Jeb Bush: Kids of single parents face ‘huge challenge’

Jeb Bush said Thursday his views on single parenting had “evolved” since he wrote in 1995 that single parents should face public shaming, but said children of single parents still face a “huge challenge” in life.

“We have a 40-percent plus out of wedlock birthrate and if you think about this from the perspective of children, it puts a huge — it’s a huge challenge for single moms to raise children in the world that we’re in today, and it hurts the prospects, it limits the possibilities of young people being able to live lives or purpose and meaning,” the former Florida governor and 2016 Republican presidential hopeful said Thursday, during his European trip before he announces his run for president.

He continued, “To assume you can have a fatherless society and not have bad outcomes is the wrong approach.”
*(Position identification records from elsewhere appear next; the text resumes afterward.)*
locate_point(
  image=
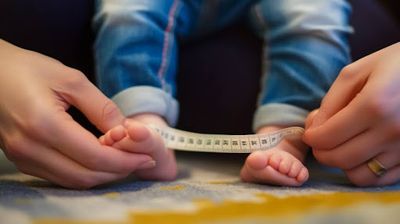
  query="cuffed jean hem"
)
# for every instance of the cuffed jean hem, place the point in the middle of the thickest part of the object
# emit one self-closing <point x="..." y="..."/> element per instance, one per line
<point x="279" y="114"/>
<point x="147" y="99"/>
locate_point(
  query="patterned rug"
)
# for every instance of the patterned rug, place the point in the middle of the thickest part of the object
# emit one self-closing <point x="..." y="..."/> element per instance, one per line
<point x="208" y="190"/>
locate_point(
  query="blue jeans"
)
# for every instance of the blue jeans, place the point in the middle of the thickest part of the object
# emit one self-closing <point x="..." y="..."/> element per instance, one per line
<point x="137" y="44"/>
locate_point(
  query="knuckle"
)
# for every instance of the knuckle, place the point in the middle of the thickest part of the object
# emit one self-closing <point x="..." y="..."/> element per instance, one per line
<point x="15" y="149"/>
<point x="377" y="107"/>
<point x="110" y="110"/>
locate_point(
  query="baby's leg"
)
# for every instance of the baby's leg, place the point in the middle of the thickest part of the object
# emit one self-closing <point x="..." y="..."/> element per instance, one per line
<point x="282" y="165"/>
<point x="137" y="137"/>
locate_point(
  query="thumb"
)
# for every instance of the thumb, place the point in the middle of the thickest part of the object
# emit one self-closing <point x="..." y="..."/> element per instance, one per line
<point x="86" y="97"/>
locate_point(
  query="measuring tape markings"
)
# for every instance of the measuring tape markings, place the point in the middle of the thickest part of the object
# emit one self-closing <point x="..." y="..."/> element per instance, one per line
<point x="190" y="141"/>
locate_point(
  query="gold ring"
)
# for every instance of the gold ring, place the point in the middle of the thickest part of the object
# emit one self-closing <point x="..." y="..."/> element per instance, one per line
<point x="377" y="167"/>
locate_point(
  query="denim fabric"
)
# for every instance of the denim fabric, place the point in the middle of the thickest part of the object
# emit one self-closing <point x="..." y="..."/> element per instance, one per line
<point x="137" y="40"/>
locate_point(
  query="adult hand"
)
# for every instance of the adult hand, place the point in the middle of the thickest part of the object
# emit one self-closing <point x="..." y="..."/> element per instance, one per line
<point x="41" y="138"/>
<point x="359" y="119"/>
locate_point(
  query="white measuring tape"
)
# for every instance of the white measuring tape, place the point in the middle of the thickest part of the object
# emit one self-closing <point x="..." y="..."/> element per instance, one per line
<point x="189" y="141"/>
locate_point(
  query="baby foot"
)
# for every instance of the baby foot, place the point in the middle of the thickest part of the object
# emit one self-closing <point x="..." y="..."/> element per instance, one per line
<point x="137" y="138"/>
<point x="276" y="167"/>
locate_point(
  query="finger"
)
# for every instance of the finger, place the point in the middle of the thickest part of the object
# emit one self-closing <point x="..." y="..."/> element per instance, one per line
<point x="82" y="94"/>
<point x="339" y="128"/>
<point x="44" y="162"/>
<point x="362" y="176"/>
<point x="310" y="118"/>
<point x="83" y="147"/>
<point x="114" y="135"/>
<point x="268" y="175"/>
<point x="355" y="151"/>
<point x="349" y="82"/>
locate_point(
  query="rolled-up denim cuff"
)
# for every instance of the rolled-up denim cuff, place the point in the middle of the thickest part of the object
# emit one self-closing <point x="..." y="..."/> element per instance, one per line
<point x="147" y="99"/>
<point x="279" y="114"/>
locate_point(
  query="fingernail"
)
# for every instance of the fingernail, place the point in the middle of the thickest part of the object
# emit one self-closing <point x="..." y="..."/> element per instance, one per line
<point x="314" y="119"/>
<point x="147" y="165"/>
Bush has taken heat this week for comments he made in his 1995 book that out-of-wedlock births were increasing because single mothers and fathers no longer faced public shaming.

He wrote at the time:

“One of the reasons more young women are giving birth out of wedlock and more young men are walking away from their paternal obligations is that there is no longer a stigma attached to this behavior, no reason to feel shame. Many of these young women and young men look around and see their friends engaged in the same irresponsible conduct. Their parents and neighbors have become ineffective at attaching some sense of ridicule to this behavior. There was a time when neighbors and communities would frown on out-of-wedlock births and when public condemnation was enough of a stimulus for one to be careful.”

Bush argued Thursday that in the two decades since, the country had headed in the wrong direction, with a 40-percent out-of-wedlock birth rate today.

“The country has moved in the wrong direction,” he said. “We have a 40-percent plus out-of-wedlock birthrate and if you think about this from the perspective of children, it puts a huge — it’s a huge challenge for single moms to raise children in the world that we’re in today, and it hurts the prospects, it limits the possibilities of young people being able to live lives or purpose and meaning.”

The rate of children born outside of marriage has increased steadily since 1995, but the Centers for Disease Control and Prevention points out that out-of-wedlock births have declined 7 percent since the late 2000s. The CDC also found that more out-of-wedlock births were happening intentionally in homes where the mother and father lived together.

Bush is facing increasing pressure from the right in a surprisingly competitive Republican primary field. One critique from the Republican base of primary voters has been that Bush is not conservative enough, when compared against alternatives like former neurosurgeon Ben Carson, Wisconsin Gov. Scott Walker and many others who are holding steady in early public polling.